Selon le Pacte 2.0, ces logements doivent rester la propriété de la commune ou de l’État. C’est ainsi que les pouvoirs publics se portent dorénavant garants de la création et du maintien d’un parc de logements abordables à travers le pays. Le problème de la gestion de ce parc est ainsi posé. Afin de le résoudre, le ministère entend créer un nouvel acteur: le bailleur social.
L’effritement du lien social oblige à se soucier préventivement de la vie commune dans les résidences et quartiers.

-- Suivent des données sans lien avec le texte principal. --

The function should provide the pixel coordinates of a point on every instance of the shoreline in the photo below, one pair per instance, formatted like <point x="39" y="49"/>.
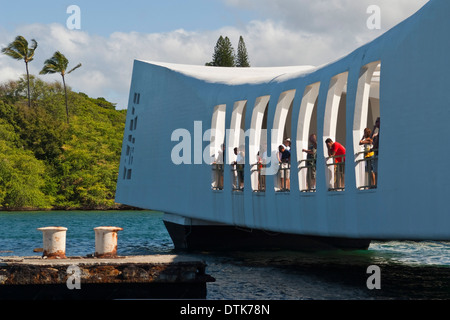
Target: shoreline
<point x="118" y="207"/>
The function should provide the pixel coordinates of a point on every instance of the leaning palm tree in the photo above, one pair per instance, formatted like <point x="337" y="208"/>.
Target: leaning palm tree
<point x="58" y="64"/>
<point x="18" y="49"/>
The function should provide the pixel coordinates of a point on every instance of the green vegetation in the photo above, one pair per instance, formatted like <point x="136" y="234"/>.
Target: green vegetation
<point x="58" y="64"/>
<point x="19" y="50"/>
<point x="47" y="163"/>
<point x="224" y="55"/>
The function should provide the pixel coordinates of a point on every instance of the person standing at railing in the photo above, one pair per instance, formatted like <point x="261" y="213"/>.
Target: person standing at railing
<point x="337" y="151"/>
<point x="366" y="142"/>
<point x="218" y="166"/>
<point x="284" y="158"/>
<point x="311" y="162"/>
<point x="239" y="167"/>
<point x="376" y="138"/>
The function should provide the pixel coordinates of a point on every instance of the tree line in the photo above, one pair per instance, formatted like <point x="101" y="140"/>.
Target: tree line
<point x="45" y="161"/>
<point x="224" y="55"/>
<point x="19" y="49"/>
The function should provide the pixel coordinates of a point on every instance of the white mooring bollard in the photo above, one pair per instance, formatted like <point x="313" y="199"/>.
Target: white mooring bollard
<point x="106" y="241"/>
<point x="54" y="242"/>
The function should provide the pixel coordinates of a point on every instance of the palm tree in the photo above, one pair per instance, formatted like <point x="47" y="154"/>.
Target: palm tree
<point x="18" y="49"/>
<point x="58" y="64"/>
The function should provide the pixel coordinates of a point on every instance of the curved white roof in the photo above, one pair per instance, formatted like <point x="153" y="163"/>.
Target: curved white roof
<point x="236" y="76"/>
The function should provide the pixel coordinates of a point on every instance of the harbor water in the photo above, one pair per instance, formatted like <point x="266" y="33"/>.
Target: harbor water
<point x="406" y="270"/>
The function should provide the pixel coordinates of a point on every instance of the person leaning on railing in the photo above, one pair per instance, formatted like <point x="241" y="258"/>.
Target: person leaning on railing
<point x="284" y="158"/>
<point x="311" y="162"/>
<point x="337" y="151"/>
<point x="367" y="142"/>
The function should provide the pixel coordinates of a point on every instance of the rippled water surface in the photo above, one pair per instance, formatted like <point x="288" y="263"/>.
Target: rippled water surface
<point x="408" y="270"/>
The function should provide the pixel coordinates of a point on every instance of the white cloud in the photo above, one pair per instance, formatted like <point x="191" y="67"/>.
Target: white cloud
<point x="290" y="32"/>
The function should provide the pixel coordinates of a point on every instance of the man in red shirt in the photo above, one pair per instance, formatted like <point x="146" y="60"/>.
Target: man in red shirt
<point x="337" y="150"/>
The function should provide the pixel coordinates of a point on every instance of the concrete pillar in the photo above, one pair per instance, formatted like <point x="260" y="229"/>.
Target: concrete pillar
<point x="106" y="241"/>
<point x="54" y="242"/>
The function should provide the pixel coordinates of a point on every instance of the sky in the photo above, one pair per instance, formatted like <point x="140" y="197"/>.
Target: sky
<point x="111" y="34"/>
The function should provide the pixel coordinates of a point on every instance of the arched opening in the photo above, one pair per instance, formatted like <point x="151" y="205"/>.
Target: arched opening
<point x="236" y="147"/>
<point x="307" y="139"/>
<point x="258" y="144"/>
<point x="366" y="126"/>
<point x="217" y="146"/>
<point x="281" y="133"/>
<point x="334" y="132"/>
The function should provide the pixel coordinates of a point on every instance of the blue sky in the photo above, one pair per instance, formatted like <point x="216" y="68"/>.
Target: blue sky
<point x="106" y="17"/>
<point x="114" y="33"/>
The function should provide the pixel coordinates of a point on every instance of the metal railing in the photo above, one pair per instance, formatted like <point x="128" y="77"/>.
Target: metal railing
<point x="258" y="169"/>
<point x="339" y="173"/>
<point x="237" y="171"/>
<point x="284" y="171"/>
<point x="310" y="166"/>
<point x="217" y="169"/>
<point x="371" y="161"/>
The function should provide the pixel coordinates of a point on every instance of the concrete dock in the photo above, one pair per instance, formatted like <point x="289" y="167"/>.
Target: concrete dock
<point x="121" y="277"/>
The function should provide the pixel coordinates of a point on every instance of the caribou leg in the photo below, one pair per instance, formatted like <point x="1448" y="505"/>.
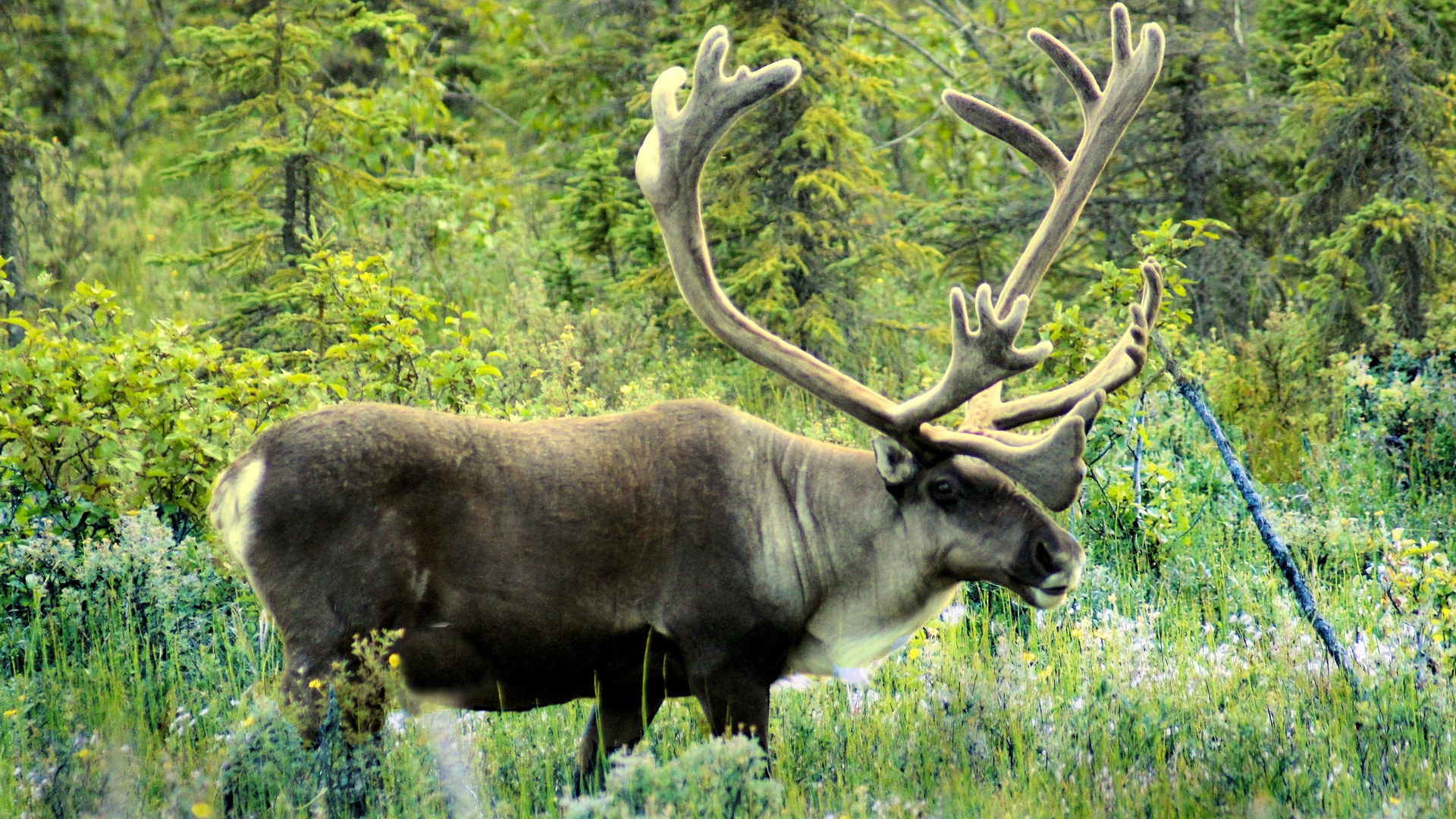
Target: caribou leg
<point x="620" y="717"/>
<point x="734" y="703"/>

Le bailleur social sera l’intermédiaire entre le propriétaire et les locataires. Ses interventions à destination de ses clients seront de deux ordres:
1. Les épauler et les cadrer dans leur rôle de locataire (respect des droits et obligations en tant que locataire);
2. Favoriser une vie commune agréable et paisible entre les locataires et entre les locataires et le quartier/village dans lequel ils vivent (travail social communautaire, voisinage actif…).
L’effritement du lien social oblige en effet à se soucier préventivement de la vie commune dans les résidences et quartiers. L’action vise à prévenir les conflits et à œuvrer pour l’inclusion sociale de populations fragilisées comme les personnes âgées, les enfants, les migrants, les personnes en situation précaire…
Une exigence de justice sociale
D’autres facteurs ont une influence sur le logement abordable et il faut encore évoquer, avant de conclure, les excès du marché libre et notamment la spéculation sous forme de rétention de terrains à grande échelle (la critique ne vise pas les familles qui gardent un terrain pour leur enfant) et le vide locatif volontaire à des fins de revente ultérieure.
Dans la mesure où l’accroissement de la valeur d’objets immobiliers est énorme, 7%/an pour les logements par exemple, la location de ces logements devient un facteur négligeable, embêtant même, et les grands investisseurs préfèrent laisser vides des centaines de logements nouvellement construits pour les vendre, 10 ans après, au double du prix d’acquisition. Un logement de 500.000€ se vendra dans 10 ans au prix de 1.000.000€ (gain annuel de 50.000€!). Abolir de telles pratiques est une exigence de justice sociale.